- Takie rozwiązanie wprowadzamy, aby odkorkować Powiśle - tłumaczył na konferencji autor pomysłu Janusz Galas (56 l.), miejski inżynier ruchu. A jak teraz jeździć? Kierowcy wjadą na bulwary tuż za mostem Poniatowskiego, przejadą przez teren budowy stacji metra Powiśle i wyjadą na Wisłostradę na wysokości ulicy Karowej.
Natomiast kierowcy jadący w drugim kierunku pojadą objazdem przez Wybrzeże Kościuszkowskie, którym teraz jeździ się na północ.
W tym czasie czeka ich kilka niespodzianek, bo mimo że nie ma tu świateł, to są trzy przejścia dla pieszych: jedno przy moście Średnicowym, drugie przy Centrum Nauki Kopernik i trzecie kilkadziesiąt metrów dalej przy klubie Cud nad Wisłą.
Wczoraj ruch na bulwarach odbywał się powoli, ale płynnie. Nieświadomi piesi i rowerzyści często wchodzili na jezdnię. Na szczęście jest tu ograniczenie prędkości do 40 km/h. Ale co będzie w poniedziałek, kiedy po wakacjach do pracy ruszą tysiące warszawiaków?

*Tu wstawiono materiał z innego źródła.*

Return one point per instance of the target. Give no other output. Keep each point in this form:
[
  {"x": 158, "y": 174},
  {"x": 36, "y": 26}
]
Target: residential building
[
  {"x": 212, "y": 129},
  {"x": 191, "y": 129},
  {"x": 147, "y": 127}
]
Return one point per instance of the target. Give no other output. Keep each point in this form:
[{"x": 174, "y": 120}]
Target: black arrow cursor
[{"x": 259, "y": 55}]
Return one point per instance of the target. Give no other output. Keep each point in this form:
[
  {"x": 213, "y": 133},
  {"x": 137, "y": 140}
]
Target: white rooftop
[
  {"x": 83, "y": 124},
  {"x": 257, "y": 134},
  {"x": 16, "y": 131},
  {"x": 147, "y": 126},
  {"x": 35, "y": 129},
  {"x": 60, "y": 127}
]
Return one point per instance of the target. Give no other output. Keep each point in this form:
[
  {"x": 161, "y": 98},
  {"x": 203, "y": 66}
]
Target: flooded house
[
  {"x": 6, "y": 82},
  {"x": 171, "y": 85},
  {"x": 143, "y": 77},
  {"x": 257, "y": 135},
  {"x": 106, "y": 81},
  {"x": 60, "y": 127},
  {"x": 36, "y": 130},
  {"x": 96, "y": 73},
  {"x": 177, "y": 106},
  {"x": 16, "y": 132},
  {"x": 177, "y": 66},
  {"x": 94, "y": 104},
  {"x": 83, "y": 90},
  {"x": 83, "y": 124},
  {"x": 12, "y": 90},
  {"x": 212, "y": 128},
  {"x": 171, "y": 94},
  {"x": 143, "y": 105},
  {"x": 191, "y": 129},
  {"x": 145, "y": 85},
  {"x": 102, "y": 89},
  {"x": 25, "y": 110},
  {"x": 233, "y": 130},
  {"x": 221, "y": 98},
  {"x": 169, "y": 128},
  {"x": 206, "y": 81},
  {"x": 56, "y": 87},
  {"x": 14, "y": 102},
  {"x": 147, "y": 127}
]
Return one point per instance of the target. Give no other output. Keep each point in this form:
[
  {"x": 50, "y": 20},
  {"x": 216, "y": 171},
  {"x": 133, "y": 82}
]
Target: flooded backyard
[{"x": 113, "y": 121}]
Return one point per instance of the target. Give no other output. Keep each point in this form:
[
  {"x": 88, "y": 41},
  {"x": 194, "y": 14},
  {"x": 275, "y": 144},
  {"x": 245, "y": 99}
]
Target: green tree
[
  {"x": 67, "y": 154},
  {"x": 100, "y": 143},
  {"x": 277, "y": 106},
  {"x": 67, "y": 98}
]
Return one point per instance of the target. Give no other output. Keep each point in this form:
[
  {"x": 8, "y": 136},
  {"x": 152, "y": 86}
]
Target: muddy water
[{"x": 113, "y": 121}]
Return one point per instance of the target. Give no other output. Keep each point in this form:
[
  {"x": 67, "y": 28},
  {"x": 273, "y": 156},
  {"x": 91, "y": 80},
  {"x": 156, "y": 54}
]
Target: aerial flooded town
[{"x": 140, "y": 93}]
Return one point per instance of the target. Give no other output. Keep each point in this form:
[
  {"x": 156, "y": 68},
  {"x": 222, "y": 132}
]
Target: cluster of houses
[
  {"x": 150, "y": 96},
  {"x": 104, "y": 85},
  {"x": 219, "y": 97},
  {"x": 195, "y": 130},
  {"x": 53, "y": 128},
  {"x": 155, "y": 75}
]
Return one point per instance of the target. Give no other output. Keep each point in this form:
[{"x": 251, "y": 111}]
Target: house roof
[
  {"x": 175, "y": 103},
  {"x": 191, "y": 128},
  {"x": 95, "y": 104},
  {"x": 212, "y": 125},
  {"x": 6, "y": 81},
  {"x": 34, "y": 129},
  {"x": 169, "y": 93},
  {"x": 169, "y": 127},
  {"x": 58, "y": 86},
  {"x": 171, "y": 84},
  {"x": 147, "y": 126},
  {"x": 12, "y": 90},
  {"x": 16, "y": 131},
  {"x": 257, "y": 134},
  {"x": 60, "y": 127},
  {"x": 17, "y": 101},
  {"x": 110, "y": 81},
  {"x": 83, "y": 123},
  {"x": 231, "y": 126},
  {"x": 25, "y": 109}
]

- Dziś się okaże, jak taki objazd się sprawdza. Sam będę tu uważał - mówi Borys Braun-Walicki (31 l.), kierowca. Mimo iż budowniczowie metra w pocie czoła układali asfalt na brakującym odcinku bulwarów przy moście Świętokrzyskim, to takie rozwiązanie może nie wystarczyć. Powód? Wisłostradą w ciągu godziny w jednym kierunku przejeżdżało 3,5 tysiąca aut. Według inżyniera Galasa bulwarami z ograniczeniem do 40 km/h i tylko po dwóch pasach może przejechać blisko 3 tysiące aut na godzinę. Korki murowane!